As Stelara Sunset Begins, J&J Says Tremfya Will Step Up

Johnson & Johnson’s inflammatory disease blockbuster Stelara (ustekinumab) has begun its decline, as the first biosimilar versions of the IL-12/IL-23 inhibitor launched in Europe in the third quarter and are expected to launch in the US in early 2025. The company announced third quarter sales and earnings on 15 October showing sales of Stelara are down.

After more than a decade of solid growth, Stelara declined 6.6% to $2.68bn in the third quarter versus the prior-year period. Sales declined in both Europe and the US, with sales in Europe impacted by the availability of biosimilars but sales in the US also impacted by what J&J said was a change in patient mix that impacted payments. International sales of Stelara declined 4.8% and US sales declined 7.7%.
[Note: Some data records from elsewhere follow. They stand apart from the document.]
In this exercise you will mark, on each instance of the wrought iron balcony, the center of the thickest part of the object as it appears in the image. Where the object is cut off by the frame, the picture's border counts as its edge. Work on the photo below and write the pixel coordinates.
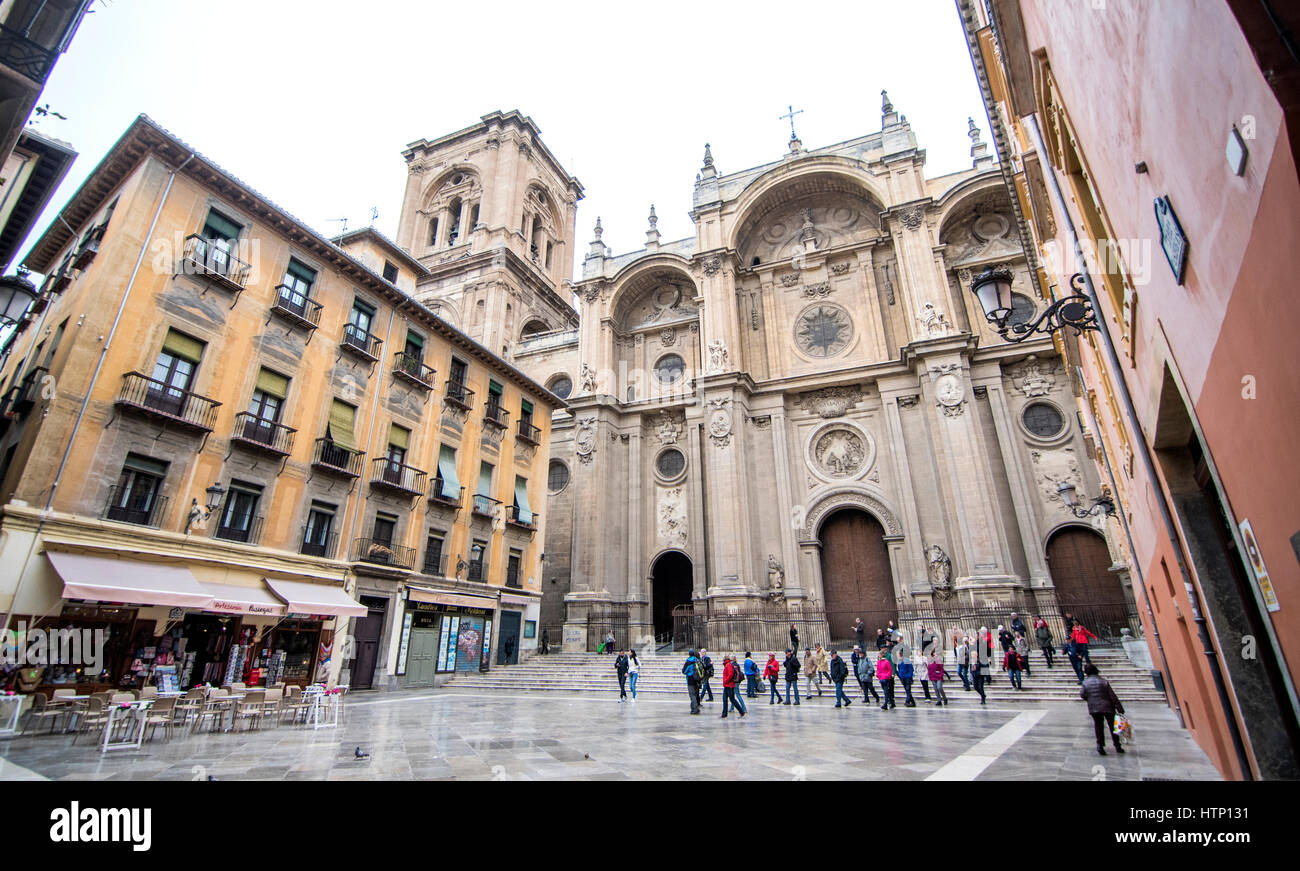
(412, 369)
(26, 57)
(528, 433)
(324, 549)
(459, 394)
(512, 515)
(360, 342)
(337, 459)
(438, 493)
(212, 260)
(261, 434)
(382, 553)
(297, 307)
(245, 534)
(494, 414)
(485, 506)
(398, 476)
(157, 399)
(131, 508)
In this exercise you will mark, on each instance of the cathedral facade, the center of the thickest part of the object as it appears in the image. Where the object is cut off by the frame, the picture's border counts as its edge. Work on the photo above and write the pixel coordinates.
(797, 410)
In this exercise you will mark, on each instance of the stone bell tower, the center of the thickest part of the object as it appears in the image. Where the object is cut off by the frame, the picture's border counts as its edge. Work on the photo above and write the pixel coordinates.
(490, 212)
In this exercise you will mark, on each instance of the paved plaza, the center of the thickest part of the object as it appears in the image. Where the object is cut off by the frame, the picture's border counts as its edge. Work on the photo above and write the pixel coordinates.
(542, 736)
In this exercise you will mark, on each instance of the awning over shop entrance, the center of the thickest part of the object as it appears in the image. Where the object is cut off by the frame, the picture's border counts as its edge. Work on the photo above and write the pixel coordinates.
(442, 597)
(316, 598)
(104, 579)
(229, 598)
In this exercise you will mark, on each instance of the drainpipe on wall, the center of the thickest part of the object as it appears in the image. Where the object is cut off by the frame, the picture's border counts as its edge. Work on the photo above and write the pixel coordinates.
(1148, 462)
(90, 389)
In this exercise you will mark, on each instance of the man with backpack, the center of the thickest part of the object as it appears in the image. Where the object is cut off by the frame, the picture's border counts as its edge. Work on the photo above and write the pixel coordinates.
(693, 671)
(706, 672)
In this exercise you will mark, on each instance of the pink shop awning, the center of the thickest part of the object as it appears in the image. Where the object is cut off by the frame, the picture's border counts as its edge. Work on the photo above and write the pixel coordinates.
(104, 579)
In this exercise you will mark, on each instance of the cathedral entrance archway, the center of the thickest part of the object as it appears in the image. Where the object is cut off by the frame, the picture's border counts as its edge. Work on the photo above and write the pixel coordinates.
(672, 584)
(856, 575)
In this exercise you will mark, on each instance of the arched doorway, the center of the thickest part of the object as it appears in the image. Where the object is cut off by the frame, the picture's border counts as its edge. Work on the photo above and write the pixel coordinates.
(672, 584)
(856, 573)
(1079, 563)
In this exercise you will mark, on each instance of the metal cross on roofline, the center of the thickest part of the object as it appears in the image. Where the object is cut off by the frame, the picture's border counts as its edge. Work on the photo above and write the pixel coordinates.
(791, 115)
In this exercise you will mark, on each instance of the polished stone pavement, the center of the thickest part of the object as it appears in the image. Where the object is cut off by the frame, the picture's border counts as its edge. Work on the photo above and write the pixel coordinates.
(469, 735)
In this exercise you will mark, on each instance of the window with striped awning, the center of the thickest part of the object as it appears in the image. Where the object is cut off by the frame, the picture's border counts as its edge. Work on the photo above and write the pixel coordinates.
(341, 420)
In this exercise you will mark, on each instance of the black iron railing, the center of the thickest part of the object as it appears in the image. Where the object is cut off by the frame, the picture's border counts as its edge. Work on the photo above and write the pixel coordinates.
(412, 368)
(298, 307)
(362, 342)
(160, 399)
(212, 259)
(459, 394)
(337, 459)
(528, 433)
(263, 434)
(398, 476)
(382, 553)
(143, 508)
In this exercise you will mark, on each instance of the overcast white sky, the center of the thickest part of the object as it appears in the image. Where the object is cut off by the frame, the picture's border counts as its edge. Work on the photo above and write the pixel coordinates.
(311, 103)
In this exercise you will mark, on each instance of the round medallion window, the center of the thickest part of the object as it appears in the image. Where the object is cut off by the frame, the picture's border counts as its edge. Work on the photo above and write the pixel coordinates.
(1043, 420)
(557, 476)
(670, 368)
(562, 386)
(823, 330)
(671, 463)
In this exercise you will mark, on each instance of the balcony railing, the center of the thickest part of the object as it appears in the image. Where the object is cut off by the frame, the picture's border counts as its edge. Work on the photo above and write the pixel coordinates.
(297, 307)
(382, 553)
(25, 56)
(485, 506)
(434, 564)
(438, 493)
(362, 342)
(211, 259)
(528, 433)
(459, 394)
(89, 247)
(324, 549)
(157, 399)
(512, 515)
(337, 459)
(494, 414)
(412, 368)
(141, 515)
(263, 434)
(248, 534)
(21, 398)
(398, 476)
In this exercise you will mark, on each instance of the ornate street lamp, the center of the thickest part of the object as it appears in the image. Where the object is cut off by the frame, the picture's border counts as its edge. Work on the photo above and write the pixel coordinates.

The decline in sales of Stelara and an 18% decline in sales of Simponi (golimumab) – a smaller immunology brand that generated $516m – have put J&J’s immunology franchise under pressure. Immunology sales declined 4.7% to $4.62bn in the third quarter.

Worldwide chairman-innovative medicines Jennifer Taubert said J&J’s newer IL-23 inhibitor Tremfya (guselkumab) is positioned to step into the spotlight.
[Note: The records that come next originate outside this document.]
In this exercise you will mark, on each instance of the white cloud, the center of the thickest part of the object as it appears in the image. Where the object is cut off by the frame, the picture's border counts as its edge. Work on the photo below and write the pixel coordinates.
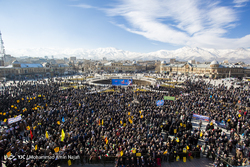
(180, 22)
(240, 3)
(83, 6)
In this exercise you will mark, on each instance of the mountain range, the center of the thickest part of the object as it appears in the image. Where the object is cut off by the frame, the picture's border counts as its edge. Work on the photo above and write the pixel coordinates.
(182, 54)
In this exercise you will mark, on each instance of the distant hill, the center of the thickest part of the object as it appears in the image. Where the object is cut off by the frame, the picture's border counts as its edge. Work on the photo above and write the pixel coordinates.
(182, 54)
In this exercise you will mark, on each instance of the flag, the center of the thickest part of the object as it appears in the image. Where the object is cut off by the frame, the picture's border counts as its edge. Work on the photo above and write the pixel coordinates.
(160, 102)
(47, 135)
(177, 158)
(106, 139)
(69, 162)
(121, 153)
(8, 154)
(62, 135)
(130, 120)
(56, 149)
(31, 135)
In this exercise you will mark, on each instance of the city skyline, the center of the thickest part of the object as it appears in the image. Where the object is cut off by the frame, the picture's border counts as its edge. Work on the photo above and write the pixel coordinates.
(129, 25)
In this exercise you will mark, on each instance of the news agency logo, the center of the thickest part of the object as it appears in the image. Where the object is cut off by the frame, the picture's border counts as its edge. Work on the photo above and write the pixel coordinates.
(11, 157)
(21, 156)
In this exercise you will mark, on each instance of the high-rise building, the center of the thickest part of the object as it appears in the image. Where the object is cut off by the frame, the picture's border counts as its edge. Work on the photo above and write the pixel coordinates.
(2, 50)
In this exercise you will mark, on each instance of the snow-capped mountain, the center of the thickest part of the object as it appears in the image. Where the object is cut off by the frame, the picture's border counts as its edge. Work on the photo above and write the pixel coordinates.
(182, 54)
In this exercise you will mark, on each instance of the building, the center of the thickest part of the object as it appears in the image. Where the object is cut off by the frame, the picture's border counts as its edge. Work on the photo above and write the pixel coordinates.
(19, 70)
(72, 59)
(121, 67)
(212, 70)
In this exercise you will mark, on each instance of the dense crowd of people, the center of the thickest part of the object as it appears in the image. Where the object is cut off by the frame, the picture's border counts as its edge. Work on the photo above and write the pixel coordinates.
(122, 124)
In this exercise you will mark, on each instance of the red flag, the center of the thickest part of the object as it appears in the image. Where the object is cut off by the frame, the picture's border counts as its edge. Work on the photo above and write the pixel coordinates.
(31, 135)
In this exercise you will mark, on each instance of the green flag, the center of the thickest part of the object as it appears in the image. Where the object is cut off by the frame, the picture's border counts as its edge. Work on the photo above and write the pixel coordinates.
(169, 98)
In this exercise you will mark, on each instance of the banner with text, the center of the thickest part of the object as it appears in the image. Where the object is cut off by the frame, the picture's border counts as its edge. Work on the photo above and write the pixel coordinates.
(201, 117)
(122, 82)
(169, 98)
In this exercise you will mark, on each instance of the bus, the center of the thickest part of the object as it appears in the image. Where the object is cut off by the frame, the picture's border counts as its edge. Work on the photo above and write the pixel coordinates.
(246, 79)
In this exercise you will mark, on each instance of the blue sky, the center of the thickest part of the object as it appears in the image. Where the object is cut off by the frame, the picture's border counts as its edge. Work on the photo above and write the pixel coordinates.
(140, 26)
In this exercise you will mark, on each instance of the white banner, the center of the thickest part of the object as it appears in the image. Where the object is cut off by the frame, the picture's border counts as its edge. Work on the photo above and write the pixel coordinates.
(13, 120)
“We’re really excited about Tremfya and what we see as the prospects ahead,” she said during the Q3 earnings call. “We think that Tremfya definitely is an asset that is of Stelara size or bigger and better.”

New Growth Ahead In IBD

Tremfya generated sales of $1bn in the third quarter, growth of 13% versus the prior-year period. Sales were driven by psoriasis and psoriatic arthritis, but the drug has new growth opportunities in irritable bowel disease (IBD) indications that should drive future growth.

“We believe we truly have a winning proposition for that asset in IBD,” Taubert said.
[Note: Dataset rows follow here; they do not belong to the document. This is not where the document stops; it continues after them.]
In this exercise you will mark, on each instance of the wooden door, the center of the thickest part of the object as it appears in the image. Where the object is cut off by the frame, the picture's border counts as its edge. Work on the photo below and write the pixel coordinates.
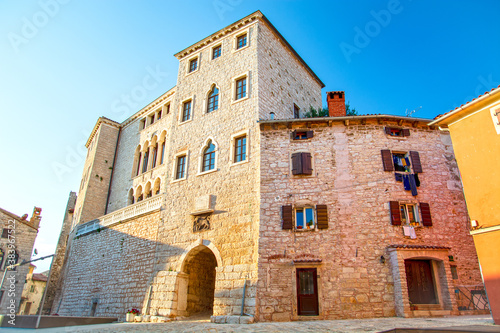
(307, 292)
(420, 282)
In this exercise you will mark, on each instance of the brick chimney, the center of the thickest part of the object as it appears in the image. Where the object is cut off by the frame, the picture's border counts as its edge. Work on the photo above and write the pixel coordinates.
(336, 103)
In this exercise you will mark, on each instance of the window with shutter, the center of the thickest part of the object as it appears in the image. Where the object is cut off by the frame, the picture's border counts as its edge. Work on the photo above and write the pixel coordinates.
(426, 214)
(395, 212)
(415, 161)
(322, 216)
(286, 214)
(387, 160)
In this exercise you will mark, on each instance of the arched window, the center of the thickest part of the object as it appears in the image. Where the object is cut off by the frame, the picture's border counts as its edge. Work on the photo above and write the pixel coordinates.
(213, 99)
(209, 157)
(145, 161)
(155, 155)
(162, 152)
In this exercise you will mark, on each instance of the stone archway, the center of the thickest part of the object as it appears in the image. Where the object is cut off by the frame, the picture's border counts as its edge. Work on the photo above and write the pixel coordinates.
(196, 280)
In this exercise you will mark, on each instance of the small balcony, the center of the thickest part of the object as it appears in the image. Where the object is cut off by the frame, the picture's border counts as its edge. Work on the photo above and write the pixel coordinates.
(140, 208)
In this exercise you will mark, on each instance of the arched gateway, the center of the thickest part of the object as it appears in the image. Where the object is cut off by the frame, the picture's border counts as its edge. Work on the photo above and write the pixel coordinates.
(196, 280)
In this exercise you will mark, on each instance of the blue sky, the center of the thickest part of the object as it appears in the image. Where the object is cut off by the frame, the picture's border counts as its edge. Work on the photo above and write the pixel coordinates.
(65, 63)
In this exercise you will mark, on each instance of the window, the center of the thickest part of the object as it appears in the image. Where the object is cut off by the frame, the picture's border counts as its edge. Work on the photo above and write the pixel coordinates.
(145, 161)
(302, 135)
(213, 99)
(216, 52)
(241, 41)
(296, 113)
(409, 214)
(241, 88)
(240, 149)
(304, 218)
(186, 111)
(209, 158)
(162, 152)
(301, 164)
(400, 132)
(180, 169)
(193, 65)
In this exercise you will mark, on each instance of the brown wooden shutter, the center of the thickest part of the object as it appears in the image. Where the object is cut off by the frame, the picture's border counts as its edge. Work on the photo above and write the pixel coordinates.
(425, 210)
(387, 160)
(322, 215)
(286, 214)
(415, 162)
(306, 164)
(297, 163)
(395, 212)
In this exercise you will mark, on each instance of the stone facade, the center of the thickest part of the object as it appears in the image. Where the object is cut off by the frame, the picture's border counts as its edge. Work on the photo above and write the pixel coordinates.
(16, 244)
(183, 222)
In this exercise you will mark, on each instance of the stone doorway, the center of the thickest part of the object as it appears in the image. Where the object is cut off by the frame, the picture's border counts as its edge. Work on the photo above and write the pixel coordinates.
(197, 287)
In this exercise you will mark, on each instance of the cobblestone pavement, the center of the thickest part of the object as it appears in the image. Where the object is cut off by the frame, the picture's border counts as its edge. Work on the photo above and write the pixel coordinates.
(359, 325)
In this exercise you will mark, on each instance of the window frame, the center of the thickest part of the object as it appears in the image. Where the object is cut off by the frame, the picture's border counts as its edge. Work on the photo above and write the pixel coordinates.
(232, 152)
(185, 154)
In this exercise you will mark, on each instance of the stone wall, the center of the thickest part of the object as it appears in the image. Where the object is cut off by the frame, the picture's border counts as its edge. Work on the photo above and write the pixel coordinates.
(22, 238)
(349, 178)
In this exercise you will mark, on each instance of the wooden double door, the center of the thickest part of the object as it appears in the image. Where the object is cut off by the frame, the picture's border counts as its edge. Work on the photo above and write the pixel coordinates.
(307, 292)
(420, 282)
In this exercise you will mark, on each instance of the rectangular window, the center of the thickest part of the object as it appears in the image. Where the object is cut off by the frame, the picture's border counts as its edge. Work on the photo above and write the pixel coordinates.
(296, 113)
(180, 170)
(193, 65)
(240, 149)
(186, 111)
(241, 41)
(216, 52)
(241, 88)
(409, 214)
(304, 218)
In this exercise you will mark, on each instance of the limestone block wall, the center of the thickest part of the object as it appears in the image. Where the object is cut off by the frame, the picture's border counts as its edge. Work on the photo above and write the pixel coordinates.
(112, 267)
(97, 170)
(22, 239)
(285, 79)
(348, 177)
(55, 281)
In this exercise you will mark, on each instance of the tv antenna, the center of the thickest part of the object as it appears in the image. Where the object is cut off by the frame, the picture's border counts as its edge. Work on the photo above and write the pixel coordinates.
(410, 112)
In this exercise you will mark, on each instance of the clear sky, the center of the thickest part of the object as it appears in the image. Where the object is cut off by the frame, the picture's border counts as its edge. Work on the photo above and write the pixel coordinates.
(64, 63)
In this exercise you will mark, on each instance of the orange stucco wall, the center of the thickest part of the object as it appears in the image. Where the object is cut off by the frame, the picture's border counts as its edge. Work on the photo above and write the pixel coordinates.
(477, 149)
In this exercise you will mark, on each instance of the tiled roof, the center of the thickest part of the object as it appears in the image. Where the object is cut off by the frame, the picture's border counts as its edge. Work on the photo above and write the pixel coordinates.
(461, 106)
(405, 246)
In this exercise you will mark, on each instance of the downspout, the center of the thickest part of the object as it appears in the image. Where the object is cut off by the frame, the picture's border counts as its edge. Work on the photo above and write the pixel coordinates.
(113, 170)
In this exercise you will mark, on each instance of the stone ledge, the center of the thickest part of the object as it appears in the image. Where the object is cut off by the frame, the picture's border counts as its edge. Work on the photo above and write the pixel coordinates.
(232, 319)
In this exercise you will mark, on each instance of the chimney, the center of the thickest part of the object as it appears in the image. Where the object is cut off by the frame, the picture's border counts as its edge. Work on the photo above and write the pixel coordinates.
(336, 103)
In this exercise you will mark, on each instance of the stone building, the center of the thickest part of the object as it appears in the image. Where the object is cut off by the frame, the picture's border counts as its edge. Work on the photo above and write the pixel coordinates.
(32, 292)
(220, 190)
(16, 244)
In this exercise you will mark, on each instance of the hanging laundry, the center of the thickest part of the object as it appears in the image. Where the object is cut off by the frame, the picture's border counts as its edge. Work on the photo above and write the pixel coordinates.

Tremfya, which was first approved by the US Food and Drug Administration in 2017 for the treatment of plaque psoriasis, was only approved in September for the treatment of ulcerative colitis, paving the way for its entry into gastrointestinal disease.

IBD has grown to become Stelara’s biggest market. The drug, like Tremfya, is approved for psoriasis and IBD indications, but IBD accounts for 75% of revenues, so J&J has high hopes for Tremfya in UC and Crohn’s disease. J&J filed an application with the FDA for Tremfya in Crohn’s disease in June, where an approval is anticipated.

“It’s off to a really nice start with really strong reception amongst the medical community,” Taubert said of the launch in UC. The area is competitive with Stelara and AbbVie’s IL-23 inhibitor Skyrizi (risankizumab), which is approved for both UC and Crohn’s disease, but J&J is trying to position Tremfya as differentiated because it is a dual-acting IL-23 inhibitor that blocks IL-23 and binds to CD64, a receptor expressed on cells that produce IL-23.

“It really sets what we believe is a new bar in terms of efficacy with the highest rate of endoscopic normalization,” Taubert said.

Management also highlighted a pipeline asset in immunology that is expected to be an important future growth driver, the oral IL-23 antagonist peptide JNJ-2113, which is in Phase III development for plaque psoriasis.

“We do think that being able to have that advanced efficacy and known safety profile in a simple oral tablet is not only going to be great for the existing biologics appropriate patients, but we think it gives us a great market expansion opportunity moving into earlier lines of therapy as well,” Taubert said.

J&J is studying JNJ-2113 in IBD indications as well, including in a Phase II study in UC.

“Given that the IL-23 pathway is well validated in inflammatory bowel disease, thanks to Stelara and Tremfya, we’re quite confident that those studies will come through for us,” exec VP-innovative medicines R&D John Reed said. Development in Crohn’s disease is also planned.

Overall, J&J’s innovative medicines business grew in the third quarter, with sales up 4.9% to $14.58bn, driven by Darzalex (daratumumab), Tremfya and other new brands like the cell therapy Carvykti (ciltacabtagene autoleucel) and depression drug Spravato (esketamine).